SOUS-TRAITER SA SÉCURITÉ À DES PUISSANCES ÉTRANGÈRES SERAIT UNE ERREUR STRATÉGIQUE
Il s’agira, entre autres, de s’attaquer aux obstacles politiques, économiques et institutionnels qui rendent non opérationnelle la politique africaine commune de défense et de sécurité. Dans un monde de plus en plus déréglé, sous-traiter sa sécurité à des puissances étrangères serait une erreur stratégique. La coopération militaire ne doit pas prendre la forme d’une dépendance géostratégique.

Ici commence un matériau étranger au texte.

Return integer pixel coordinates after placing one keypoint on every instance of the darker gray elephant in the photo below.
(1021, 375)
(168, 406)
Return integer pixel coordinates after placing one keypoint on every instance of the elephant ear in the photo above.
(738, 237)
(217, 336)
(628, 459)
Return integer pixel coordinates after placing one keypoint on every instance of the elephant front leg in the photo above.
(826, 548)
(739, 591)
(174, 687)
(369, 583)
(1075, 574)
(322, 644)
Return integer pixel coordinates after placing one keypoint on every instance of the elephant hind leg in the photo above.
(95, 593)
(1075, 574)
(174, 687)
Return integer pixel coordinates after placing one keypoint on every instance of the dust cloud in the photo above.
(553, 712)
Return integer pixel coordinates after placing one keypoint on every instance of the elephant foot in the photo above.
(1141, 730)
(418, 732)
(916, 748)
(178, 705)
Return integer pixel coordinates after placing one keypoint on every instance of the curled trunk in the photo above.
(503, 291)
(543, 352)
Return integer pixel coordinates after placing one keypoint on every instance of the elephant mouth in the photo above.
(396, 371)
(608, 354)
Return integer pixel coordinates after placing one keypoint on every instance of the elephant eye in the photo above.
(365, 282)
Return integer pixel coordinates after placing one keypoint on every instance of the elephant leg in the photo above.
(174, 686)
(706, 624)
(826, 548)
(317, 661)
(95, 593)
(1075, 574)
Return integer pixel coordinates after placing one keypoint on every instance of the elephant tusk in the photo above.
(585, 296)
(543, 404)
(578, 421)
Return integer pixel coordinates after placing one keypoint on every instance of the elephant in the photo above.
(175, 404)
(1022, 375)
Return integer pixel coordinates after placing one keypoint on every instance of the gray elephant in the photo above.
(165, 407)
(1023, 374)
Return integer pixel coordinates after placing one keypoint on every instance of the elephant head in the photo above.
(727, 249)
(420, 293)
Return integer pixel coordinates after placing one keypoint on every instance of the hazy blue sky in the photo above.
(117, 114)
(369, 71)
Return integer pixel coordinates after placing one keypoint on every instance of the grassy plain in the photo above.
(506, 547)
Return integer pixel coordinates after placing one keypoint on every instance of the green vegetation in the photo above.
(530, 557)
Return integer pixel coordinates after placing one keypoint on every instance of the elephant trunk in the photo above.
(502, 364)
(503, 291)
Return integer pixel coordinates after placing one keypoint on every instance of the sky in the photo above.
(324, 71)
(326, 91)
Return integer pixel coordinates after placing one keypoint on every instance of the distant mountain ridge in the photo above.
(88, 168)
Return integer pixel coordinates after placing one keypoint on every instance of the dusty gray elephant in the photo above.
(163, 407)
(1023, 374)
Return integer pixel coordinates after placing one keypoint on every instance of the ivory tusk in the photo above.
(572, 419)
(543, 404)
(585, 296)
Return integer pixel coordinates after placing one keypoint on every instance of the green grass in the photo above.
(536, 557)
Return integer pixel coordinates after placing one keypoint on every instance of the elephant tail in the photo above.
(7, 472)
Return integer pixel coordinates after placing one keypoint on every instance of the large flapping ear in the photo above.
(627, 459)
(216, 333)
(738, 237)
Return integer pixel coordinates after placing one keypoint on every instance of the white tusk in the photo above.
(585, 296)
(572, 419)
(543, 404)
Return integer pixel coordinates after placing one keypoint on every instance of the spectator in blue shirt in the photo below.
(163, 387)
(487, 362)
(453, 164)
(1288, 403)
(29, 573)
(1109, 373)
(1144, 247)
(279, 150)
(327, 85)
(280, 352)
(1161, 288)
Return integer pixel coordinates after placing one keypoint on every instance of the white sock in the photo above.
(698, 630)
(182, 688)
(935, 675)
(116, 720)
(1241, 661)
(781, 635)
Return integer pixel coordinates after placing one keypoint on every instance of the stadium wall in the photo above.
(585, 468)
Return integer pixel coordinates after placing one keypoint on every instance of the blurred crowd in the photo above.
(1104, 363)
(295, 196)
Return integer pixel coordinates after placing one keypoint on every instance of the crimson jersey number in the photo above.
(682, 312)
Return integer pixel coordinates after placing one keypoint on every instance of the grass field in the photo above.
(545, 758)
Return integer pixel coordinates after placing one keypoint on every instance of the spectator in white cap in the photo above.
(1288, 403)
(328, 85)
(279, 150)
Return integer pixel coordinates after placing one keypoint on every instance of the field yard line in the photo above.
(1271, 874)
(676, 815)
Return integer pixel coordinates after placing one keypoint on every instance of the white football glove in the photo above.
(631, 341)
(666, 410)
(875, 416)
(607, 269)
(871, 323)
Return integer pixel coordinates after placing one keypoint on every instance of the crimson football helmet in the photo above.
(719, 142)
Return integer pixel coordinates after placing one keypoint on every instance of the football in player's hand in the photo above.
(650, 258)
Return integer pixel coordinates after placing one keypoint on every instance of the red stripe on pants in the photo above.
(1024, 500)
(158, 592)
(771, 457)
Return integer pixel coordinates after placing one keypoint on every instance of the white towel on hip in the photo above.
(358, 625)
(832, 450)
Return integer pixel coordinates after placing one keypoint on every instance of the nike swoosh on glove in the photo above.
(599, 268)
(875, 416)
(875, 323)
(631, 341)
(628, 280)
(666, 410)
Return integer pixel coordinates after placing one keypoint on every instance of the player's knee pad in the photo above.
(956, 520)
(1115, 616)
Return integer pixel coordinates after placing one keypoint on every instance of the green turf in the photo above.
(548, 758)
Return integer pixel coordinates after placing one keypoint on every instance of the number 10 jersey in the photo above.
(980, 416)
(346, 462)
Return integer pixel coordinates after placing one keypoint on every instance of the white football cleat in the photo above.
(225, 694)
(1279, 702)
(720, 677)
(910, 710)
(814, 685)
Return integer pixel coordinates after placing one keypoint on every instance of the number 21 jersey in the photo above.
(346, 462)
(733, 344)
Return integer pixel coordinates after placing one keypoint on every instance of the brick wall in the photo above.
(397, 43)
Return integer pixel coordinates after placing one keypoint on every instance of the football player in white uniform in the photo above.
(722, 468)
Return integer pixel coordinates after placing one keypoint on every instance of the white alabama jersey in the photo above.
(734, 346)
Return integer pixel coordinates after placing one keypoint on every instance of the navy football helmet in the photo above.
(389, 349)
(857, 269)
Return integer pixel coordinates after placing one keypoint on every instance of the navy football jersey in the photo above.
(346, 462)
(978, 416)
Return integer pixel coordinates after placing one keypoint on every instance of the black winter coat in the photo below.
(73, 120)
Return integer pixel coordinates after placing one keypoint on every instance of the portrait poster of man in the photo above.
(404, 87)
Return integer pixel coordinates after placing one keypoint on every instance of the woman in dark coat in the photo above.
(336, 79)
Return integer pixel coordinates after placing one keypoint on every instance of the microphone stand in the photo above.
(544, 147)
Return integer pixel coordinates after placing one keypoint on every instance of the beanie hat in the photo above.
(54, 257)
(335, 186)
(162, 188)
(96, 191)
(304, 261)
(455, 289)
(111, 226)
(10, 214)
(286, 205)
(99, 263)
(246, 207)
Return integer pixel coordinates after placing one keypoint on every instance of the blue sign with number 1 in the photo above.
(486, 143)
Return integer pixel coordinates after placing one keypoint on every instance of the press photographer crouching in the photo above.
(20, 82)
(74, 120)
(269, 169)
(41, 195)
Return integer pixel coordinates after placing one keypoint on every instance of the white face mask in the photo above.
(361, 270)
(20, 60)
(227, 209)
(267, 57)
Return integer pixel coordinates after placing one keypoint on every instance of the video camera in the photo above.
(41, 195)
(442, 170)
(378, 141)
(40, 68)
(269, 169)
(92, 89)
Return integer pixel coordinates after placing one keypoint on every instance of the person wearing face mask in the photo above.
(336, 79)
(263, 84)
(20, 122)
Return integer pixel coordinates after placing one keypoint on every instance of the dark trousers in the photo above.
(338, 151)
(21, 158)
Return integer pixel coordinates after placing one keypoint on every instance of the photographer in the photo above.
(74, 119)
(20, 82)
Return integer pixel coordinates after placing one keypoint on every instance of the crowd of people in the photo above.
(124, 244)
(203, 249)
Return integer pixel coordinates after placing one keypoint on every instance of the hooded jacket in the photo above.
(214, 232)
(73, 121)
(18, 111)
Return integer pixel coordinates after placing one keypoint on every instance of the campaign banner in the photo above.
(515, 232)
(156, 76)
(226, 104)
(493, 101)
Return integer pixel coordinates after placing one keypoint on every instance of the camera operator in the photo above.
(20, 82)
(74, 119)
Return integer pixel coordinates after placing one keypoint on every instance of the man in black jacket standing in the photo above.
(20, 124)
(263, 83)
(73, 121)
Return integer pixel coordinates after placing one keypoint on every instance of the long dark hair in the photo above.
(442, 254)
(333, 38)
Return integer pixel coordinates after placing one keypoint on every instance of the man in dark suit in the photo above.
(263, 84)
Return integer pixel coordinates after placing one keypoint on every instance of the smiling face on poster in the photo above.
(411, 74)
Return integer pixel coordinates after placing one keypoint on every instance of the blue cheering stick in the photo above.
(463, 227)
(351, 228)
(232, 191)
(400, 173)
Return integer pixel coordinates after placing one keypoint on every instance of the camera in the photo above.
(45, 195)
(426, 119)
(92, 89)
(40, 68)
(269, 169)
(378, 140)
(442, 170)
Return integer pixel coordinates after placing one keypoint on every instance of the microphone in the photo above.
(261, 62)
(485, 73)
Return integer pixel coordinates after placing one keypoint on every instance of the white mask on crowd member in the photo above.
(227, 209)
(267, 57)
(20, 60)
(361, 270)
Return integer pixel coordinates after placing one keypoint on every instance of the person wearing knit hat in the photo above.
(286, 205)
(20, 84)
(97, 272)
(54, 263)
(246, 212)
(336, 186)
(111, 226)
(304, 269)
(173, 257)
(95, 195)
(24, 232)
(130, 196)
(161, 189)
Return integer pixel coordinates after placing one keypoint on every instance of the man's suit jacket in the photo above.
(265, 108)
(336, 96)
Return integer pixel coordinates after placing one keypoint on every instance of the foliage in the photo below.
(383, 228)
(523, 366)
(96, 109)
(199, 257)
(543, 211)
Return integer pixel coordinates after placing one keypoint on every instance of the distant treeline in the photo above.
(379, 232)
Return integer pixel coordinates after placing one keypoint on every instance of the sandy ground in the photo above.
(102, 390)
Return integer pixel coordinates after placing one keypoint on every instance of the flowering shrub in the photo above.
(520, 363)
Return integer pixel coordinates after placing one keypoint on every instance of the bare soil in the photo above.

La quête de souveraineté en la matière devrait s’inscrire dans une stratégie plus globale relative à la conception d’une politique étrangère du continent. Une Commission technique et spécialisée devrait être mise en place au sein de l’Union africaine pour identifier et rendre opérationnels les leviers susceptibles, à long terme, de faire émerger l’Afrique comme une puissance dans un monde multipolaire.